Other recipients of the Presidential Citizens Medal on Friday include election workers credited for having rejected efforts by Trump and his supporters to overturn the results of the 2020 election.

They include Shaye Moss and her mother Ruby Freeman, who both worked as election workers in Fulton County, Georgia. The two women, who are Black, gave emotional and poignant testimony to the House January 6 committee, describing how their lives were turned upside down after the former president and his allies publicly disparaged them as election fraud hustlers.

“There is nowhere I feel safe. Nowhere. Do you know how it feels to have the president of the United States target you?” Freeman told the House panel.

Moss told the committee that Trump’s attacks on her – and the storm of racist threats that followed – upended her life. “I don’t want anyone knowing my name,” she said. “It’s affected my life in a major way, in every way – all because of lies.”

Rusty Bowers, the Arizona House speaker who has spoken out about resisting an intense pressure campaign from Trump and his lawyer Rudy Giuliani to overturn the results of the 2020 election, and Al Schmidt, a former Republican city commissioner in Philadelphia publicly mocked by Trump as a “RINO” (Republican in name only) for rejecting claims of widespread election fraud in the city, will be honored.

Michigan Secretary of State Jocelyn Benson, Capitol Police Sergeant Aquilino Gonell, Capitol Police Officer Harry Dunn and Metropolitan Police Department Officer Daniel Hodges are also among the 12 set to receive the medal.

Marking the one-year anniversary of the insurrection last year, Biden delivered an impassioned address calling out Trump’s attacks on American democracy.

“For the first time in our history, a President had not just lost an election. He tried to prevent the peaceful transfer of power as a violent mob breached the Capitol,” Biden said in a speech from the Capitol. “But they failed. They failed. And on this day of remembrance, we must make sure that such an attack never, never happens again.”

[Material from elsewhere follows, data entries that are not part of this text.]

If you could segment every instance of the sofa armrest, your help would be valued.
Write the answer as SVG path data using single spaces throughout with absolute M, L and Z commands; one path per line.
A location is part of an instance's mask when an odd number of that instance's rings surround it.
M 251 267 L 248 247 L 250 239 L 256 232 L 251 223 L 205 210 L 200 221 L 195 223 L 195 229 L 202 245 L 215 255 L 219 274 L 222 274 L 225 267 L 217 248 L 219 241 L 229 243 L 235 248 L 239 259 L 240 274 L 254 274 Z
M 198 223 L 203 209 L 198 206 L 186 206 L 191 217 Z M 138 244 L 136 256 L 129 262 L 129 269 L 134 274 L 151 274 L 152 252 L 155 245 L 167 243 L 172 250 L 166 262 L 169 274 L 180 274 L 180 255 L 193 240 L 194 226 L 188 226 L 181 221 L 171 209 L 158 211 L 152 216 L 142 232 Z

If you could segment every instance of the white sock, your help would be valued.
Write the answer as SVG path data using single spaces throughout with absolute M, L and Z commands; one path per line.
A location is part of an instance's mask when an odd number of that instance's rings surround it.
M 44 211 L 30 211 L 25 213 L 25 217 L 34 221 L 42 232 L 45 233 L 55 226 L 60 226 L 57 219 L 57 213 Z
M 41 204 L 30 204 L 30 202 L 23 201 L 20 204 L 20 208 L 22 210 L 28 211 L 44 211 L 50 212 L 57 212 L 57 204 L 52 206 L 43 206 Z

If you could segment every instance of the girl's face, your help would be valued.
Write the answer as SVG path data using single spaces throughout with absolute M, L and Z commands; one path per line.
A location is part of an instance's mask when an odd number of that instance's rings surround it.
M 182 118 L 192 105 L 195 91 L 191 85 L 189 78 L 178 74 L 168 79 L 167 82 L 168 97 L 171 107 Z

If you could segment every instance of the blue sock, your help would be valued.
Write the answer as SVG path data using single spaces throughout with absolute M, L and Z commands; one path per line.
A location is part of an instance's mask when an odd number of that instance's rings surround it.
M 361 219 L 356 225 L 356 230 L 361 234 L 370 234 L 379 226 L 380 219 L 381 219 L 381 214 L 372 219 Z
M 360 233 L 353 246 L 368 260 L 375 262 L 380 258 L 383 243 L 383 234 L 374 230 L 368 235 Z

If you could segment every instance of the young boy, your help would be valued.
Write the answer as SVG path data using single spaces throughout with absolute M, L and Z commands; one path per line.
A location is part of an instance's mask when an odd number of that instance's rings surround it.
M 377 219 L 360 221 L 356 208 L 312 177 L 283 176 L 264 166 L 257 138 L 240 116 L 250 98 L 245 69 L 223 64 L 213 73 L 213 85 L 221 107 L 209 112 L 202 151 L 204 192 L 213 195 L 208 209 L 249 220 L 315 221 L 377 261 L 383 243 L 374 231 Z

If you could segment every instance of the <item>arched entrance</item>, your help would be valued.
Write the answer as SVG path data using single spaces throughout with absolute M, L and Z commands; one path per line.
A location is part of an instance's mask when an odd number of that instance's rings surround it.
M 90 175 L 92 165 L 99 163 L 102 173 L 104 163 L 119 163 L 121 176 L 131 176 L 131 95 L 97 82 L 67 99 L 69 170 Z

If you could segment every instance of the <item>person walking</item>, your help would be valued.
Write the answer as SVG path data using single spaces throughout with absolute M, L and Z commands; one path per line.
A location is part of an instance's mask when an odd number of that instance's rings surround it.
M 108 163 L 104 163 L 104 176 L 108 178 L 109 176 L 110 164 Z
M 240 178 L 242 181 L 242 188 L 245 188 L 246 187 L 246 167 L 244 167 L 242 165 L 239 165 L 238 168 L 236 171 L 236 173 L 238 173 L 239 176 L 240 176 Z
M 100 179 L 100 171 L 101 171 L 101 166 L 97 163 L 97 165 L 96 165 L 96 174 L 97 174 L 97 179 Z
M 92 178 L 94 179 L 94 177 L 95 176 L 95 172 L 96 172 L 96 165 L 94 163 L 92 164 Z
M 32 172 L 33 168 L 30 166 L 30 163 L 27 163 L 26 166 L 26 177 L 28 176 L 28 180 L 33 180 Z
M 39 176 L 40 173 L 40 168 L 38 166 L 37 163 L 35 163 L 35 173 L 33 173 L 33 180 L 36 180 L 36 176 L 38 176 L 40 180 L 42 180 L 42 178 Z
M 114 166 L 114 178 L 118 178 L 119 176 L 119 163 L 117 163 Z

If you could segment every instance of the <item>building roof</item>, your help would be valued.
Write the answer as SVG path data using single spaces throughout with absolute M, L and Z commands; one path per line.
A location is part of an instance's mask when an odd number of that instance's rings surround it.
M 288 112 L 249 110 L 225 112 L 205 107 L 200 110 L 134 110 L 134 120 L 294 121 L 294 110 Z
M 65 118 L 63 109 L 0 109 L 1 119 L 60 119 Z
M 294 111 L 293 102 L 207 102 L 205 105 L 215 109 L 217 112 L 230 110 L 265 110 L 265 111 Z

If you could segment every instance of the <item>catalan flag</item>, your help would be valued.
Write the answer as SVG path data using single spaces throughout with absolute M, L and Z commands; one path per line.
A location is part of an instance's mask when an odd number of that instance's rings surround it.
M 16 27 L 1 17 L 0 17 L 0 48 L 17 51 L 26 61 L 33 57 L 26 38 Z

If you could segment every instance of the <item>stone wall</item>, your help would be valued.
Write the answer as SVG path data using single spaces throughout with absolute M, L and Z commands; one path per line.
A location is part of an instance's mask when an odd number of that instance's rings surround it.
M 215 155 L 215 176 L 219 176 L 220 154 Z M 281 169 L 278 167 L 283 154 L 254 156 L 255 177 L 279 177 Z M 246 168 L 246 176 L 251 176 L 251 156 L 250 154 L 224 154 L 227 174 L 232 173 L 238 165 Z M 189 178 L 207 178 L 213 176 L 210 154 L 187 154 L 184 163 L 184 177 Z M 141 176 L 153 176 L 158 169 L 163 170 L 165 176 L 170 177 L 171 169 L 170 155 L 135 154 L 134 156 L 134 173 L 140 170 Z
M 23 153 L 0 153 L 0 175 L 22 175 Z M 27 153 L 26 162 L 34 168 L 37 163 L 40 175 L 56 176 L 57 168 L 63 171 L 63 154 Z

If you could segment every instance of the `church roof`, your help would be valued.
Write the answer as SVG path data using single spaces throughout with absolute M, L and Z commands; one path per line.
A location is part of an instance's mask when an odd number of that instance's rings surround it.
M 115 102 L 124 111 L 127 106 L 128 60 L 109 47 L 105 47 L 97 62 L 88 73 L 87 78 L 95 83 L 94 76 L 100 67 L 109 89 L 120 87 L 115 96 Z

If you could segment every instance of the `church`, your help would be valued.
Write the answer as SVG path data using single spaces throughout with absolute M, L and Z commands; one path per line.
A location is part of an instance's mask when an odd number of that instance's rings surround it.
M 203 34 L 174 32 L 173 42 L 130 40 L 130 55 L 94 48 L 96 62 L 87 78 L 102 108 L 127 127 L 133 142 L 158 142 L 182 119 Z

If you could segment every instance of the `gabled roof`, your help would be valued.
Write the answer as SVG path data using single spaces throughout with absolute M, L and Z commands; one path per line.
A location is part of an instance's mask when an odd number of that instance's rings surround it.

While Biden has largely steered clear of weighing in on the details of the House January 6 committee and its work, as well as the Justice Department’s ongoing investigation into the day’s events, he has consistently spoken out more broadly about how the day marked an unacceptable attack on the country’s democratic pillars.

He also injected the theme of defending the country’s democracy into the midterm elections. The issue proved to be a more resonant one with voters than many had anticipated, leaving the White House feeling vindicated.

This week, as political drama and infighting engulfed House Republicans who failed to elect a House speaker over multiple rounds of voting, the president called the debacle an “embarrassing” episode for the country – and made clear that January 6, 2021, was on his mind.

“How do you think it looks to the rest of the world?” Biden told reporters on Wednesday. “We’re really getting through the whole issue relating to January 6. Things are settling out. And now, for the first time in 100 years, we can’t move?”